Talvez por o vento haver novamente diminuído, talvez por sentir-se ultrajada, ao ver alguém resistir a sua sedução, novo Odisseu a escapar, sabe-se lá como, do canto de sereia, a pequena frase musical foi descendo, aproximando-se do quintal onde estavam seu Agenor e sua tuba.

Mas, antes que a perigosa passagem da ária o atingisse, o velho começou a tocar.

Foi um desastre. A surdez não lhe permitia escutar o que tocava, a idade havia diminuído seu fôlego e a artrite, deformado seus dedos, de modo que, num primeiro momento, só conseguiu arrancar ruídos grotescos do instrumento. Isso vinha acontecendo com frequência, a ponto de tornar uma explicação verossímil a velha expressão “tem gato na tuba”. Os sons tinham, porém, uma característica especial: eram absolutamente antiviciantes, quem os escutava estremecia de desgosto e fugia deles como o diabo foge da cruz, para não ouvi-los nunca mais.

Percebendo que seu desempenho, naquele fim de tarde, estava pior que o costumeiro, seu Agenor reuniu as poucas forças que lhe restavam e soprou com tudo. Foi um som forte e grave, pavoroso, que ecoou pelo bairro, ferindo os tímpanos dos infelizes que o ouviam.
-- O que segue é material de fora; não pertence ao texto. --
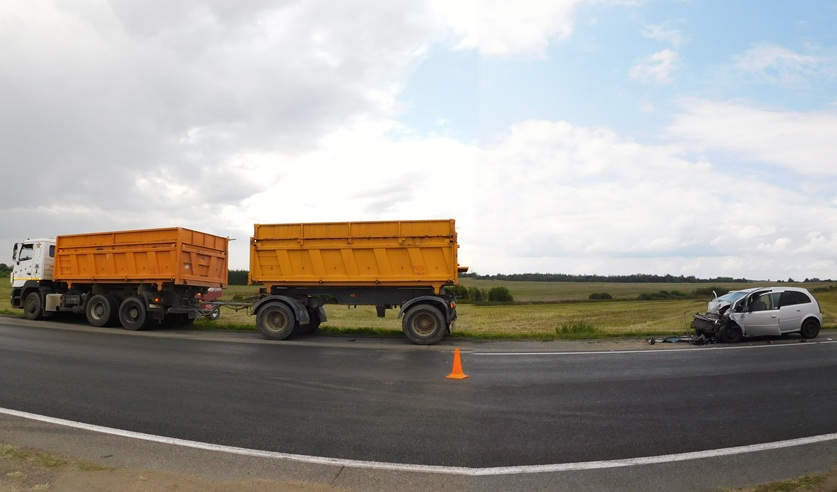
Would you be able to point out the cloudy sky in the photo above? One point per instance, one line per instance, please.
(566, 136)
Só que, ao ganhar o espaço, o petardo musical atingiu em cheio a frasezinha que se aproximava, desintegrando-a. No mesmo momento, as pessoas perderam a expressão de torpor de suas faces e sacudiram a cabeça, ainda um pouco aturdidas, como quem acaba de acordar de um sonho mau.

E a vida recomeçou, monótona e apaixonante, com suas dores e alegrias, multifacetada.